Diese Entfernung der Linse aus dem Auge, die sogenannte Staaroperation, erfordert natürlich große Fertigkeit, wird aber durch verbesserte Operationsverfahren und sicherere Wundbehandlung heutzutage in der bei weitem überwiegenden Mehrzahl der Fälle erfolgreich ausgeführt. Sehr schmerzhaft ist die Operation nicht und gar von Gefährdung des Lebens durch dieselbe kann kaum die Rede sein, Gründe genug, daß die große Scheu vor derselben, wie sie noch vielfach herrscht, ganz unberechtigt erscheint, wenn jene auch an dem edelsten Sinnesorgane. (und gerade weil sie an diesem) gemacht wird. Das Lebensalter ist ebenfalls kein Hinderniß für ihre Ausführung, sobald der Staar nur „reif“, das heißt, wenn die Linse vollkommen trübe ist: sie kann bei kleinen Kindern sowohl, wie bei Hochbejahrten vorgenommen werden, wenn auch bei beiden verschiedene Verfahren eingehalten werden müssen. Das frühere Alter hat sogar den Vorzug, daß die verdunkelte Linse während dieses meist nur durch die Hornhaut hindurch (Fig. 2 m a) einfach angestochen zu werden braucht, worauf sie vermöge der mächtigen Lebensthätigkeit des kindlichen Organismns von selbst aufgesaugt wird und verschwindet. Wenn man also zuweilen in Zeitungen liest, der berühmte Profestor X. habe ein von Geburt aus blindes Kind, im 7. Lebensjahre z. B., so geschickt und schmerzlos operirt, daß es wieder sehe, so ist das durchaus nichts Wunderbares, ja nicht einmal etwas außergewöhnliches: ist doch gerade das dabei geübte einfache und leichte Verfahren schon seit uralter Zeit gebräuchlich gewesen, und bei den alten Indern, Aegyptern, Griechen, Arabern ebenso häufig, wie bei den Neueren durchgeführt worden.

Fig. 2.
a. getrübte Linse.

Nur mit dem Unterschiede, daß diese letzteren gerade in dem Atropin noch ein sicheres Mittel besitzen, die früher dabei vorhandenen Gefahren zu verhüten und abzuwenden. Dagegen im höchsten Alter werden diese letzteren jetzt durch die kürzere Nachbehandlungszeit, welche heute nöthig ist, und durch die technischen und hygieinischen Hülfsmittel, welche die Neuzeit geschaffen hat, bedeutend vermindert.

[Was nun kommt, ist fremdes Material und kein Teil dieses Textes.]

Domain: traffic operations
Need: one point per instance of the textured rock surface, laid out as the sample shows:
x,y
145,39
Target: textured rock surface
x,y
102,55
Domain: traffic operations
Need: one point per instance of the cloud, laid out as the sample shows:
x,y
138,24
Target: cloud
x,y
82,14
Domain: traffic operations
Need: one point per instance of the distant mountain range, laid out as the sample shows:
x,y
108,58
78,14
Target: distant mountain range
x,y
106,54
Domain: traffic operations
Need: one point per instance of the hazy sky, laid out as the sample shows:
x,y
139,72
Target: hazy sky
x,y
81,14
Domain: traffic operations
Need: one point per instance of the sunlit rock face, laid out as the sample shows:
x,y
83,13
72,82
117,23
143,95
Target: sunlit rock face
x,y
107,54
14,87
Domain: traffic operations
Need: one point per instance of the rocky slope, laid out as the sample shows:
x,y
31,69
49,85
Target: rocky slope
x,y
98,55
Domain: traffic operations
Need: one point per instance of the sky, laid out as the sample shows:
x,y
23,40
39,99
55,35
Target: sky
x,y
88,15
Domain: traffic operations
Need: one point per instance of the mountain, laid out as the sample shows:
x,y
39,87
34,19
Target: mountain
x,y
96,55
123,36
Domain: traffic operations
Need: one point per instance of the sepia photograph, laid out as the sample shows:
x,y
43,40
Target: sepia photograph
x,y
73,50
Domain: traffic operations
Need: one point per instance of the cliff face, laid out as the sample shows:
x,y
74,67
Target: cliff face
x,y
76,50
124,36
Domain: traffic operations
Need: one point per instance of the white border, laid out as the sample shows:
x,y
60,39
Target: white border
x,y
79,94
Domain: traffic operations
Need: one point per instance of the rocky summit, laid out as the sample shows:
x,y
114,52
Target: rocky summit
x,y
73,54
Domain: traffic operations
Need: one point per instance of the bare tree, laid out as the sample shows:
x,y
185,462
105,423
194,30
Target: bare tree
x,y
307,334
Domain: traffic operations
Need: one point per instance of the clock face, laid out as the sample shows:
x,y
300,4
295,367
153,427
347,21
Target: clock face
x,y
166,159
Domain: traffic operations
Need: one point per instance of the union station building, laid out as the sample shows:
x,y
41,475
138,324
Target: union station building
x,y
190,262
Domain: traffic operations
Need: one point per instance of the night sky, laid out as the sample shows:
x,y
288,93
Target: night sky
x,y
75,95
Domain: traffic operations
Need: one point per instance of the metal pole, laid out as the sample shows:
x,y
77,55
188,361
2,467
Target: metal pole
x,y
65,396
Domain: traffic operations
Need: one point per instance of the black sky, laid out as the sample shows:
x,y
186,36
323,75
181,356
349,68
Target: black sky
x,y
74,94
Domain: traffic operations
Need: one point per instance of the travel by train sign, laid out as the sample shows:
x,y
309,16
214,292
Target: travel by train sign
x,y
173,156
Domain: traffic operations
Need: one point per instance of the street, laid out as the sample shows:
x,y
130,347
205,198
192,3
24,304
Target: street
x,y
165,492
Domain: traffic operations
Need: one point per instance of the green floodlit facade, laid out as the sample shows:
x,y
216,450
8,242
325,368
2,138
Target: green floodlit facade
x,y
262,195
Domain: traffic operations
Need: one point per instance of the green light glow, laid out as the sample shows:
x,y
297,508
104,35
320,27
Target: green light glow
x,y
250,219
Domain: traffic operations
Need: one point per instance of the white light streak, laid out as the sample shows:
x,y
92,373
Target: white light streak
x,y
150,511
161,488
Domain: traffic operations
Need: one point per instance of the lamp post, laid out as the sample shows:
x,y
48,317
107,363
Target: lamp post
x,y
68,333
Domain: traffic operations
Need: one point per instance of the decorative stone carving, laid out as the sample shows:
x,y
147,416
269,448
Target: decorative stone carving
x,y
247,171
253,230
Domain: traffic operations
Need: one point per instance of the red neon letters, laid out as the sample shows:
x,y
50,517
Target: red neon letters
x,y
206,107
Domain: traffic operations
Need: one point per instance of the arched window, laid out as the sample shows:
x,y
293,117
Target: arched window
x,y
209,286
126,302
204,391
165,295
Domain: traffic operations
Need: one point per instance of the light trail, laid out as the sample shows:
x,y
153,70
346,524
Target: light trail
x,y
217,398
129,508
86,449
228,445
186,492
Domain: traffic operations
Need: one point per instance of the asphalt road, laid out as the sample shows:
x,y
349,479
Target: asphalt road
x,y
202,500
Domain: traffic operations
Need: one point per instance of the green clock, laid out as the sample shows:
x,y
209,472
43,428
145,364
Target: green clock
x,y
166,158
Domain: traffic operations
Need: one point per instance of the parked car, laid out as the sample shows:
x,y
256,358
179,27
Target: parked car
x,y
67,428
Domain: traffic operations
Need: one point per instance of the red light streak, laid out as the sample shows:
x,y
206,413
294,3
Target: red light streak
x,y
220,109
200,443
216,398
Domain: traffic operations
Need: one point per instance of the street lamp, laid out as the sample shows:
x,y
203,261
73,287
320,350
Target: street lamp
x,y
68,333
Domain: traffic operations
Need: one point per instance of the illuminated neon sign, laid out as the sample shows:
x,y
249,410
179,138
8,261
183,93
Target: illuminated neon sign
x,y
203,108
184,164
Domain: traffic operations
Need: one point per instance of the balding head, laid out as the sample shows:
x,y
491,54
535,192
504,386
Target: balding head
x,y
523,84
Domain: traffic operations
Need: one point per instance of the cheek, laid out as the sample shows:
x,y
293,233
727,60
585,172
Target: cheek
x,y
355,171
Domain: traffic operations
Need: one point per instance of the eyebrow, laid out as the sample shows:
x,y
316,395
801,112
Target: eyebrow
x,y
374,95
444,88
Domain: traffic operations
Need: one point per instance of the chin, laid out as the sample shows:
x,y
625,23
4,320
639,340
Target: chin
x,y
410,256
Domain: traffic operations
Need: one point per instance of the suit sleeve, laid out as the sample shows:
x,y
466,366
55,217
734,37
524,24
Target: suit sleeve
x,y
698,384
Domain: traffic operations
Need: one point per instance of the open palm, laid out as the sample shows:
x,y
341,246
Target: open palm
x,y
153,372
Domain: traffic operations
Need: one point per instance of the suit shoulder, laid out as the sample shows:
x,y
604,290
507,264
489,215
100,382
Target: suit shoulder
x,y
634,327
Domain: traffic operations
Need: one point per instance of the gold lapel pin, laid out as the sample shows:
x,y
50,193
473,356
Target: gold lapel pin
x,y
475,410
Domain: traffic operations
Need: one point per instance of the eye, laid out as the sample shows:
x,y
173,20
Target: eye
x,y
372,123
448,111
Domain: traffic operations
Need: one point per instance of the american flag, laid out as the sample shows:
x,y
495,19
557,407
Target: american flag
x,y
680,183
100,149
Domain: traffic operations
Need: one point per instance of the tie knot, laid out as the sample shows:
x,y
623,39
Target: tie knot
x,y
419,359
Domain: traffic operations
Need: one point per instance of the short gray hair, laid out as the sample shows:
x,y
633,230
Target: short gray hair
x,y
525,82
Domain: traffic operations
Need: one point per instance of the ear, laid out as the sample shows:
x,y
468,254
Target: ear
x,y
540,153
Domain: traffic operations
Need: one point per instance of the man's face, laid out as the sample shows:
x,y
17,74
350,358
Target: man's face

Wollten wir hier mehr als einige praktische Winke und Erklärungen über Dinge geben, die im Leben heute noch nicht genug bekannt sind oder beachtet werden, so müßten wir noch von den verschiedenen Formen des grauen Staars, dem Rinden-, Kern-, vorderen und hinteren Kapselstaar etc. sprechen; das wäre aber allzu lehrbuchmäßig für diese Stelle! Wir wollen deshalb nur noch die Bemerkung anfügen, daß ein Staarkranker sich nicht, wie es fast immer geschieht, mit einer Untersuchung behufs Feststellung seines Uebels begnügen und dann, wenn es ihm gut dünkt, die Operation in einer Klinik verlangen sollte; vielmehr ist es von wesentlichem Vortheil für den Erfolg der letzteren, wenn der Verlauf des Staares bis dahin stets überwacht wird. Denn es können sehr wohl Erscheinungen zu Tage treten, die besondere und nicht selten schleunige Hülfe nöthig machen, deren Versäumniß sich bitter rächen würde. –

Ein viel räthselhafteres und auch gefährlicheres Leiden, als der graue, ist der sogenannte „grüne Staar“, über den wir einige Worte sagen wollen.

„Dabei sieht wohl das Auge so grün aus, wie ein im Dunkeln leuchtendes Katzenauge?“ fragt, wer den Namen zum ersten Male hört, ganz sicher, und so fragt im Stillen wohl auch mancher Leser.

Nun ist aber bei diesem Uebel von irgend einer grünen Färbung am Auge oder von einem grünen Widerschein aus der Pupille gar keine Spur zu finden!

„Woher stammt denn aber diese sonderbare Bezeichnung?“

Ja, wer das sicher wüßte! Höchst wahrscheinlich ist dieselbe eine schlechte Uebersetzung des technischen Namens „Glaukom“, mit dem die Krankheit bei den Aerzten von jeher benannt ward. Eine sachgemäße Benennung aber giebt es überhaupt noch nicht, weil weder die Natur, noch der Sitz des Uebels in einem bestimmten Augentheil, noch die Ursachen desselben – die Einen glauben als solche eine Entzündung der Aderhaut, die Andern eine Störung durch Nerveneinfluß etc. annehmen zu müssen – genau erkannt und erforscht sind.

Fig. 3.
Vertiefung des Sehnerveneintritts in’s Auge (a) und Verkleinerung der vorderen Augenkammer (b) bei Glaukom. (Im Durchschnitt gesehen.)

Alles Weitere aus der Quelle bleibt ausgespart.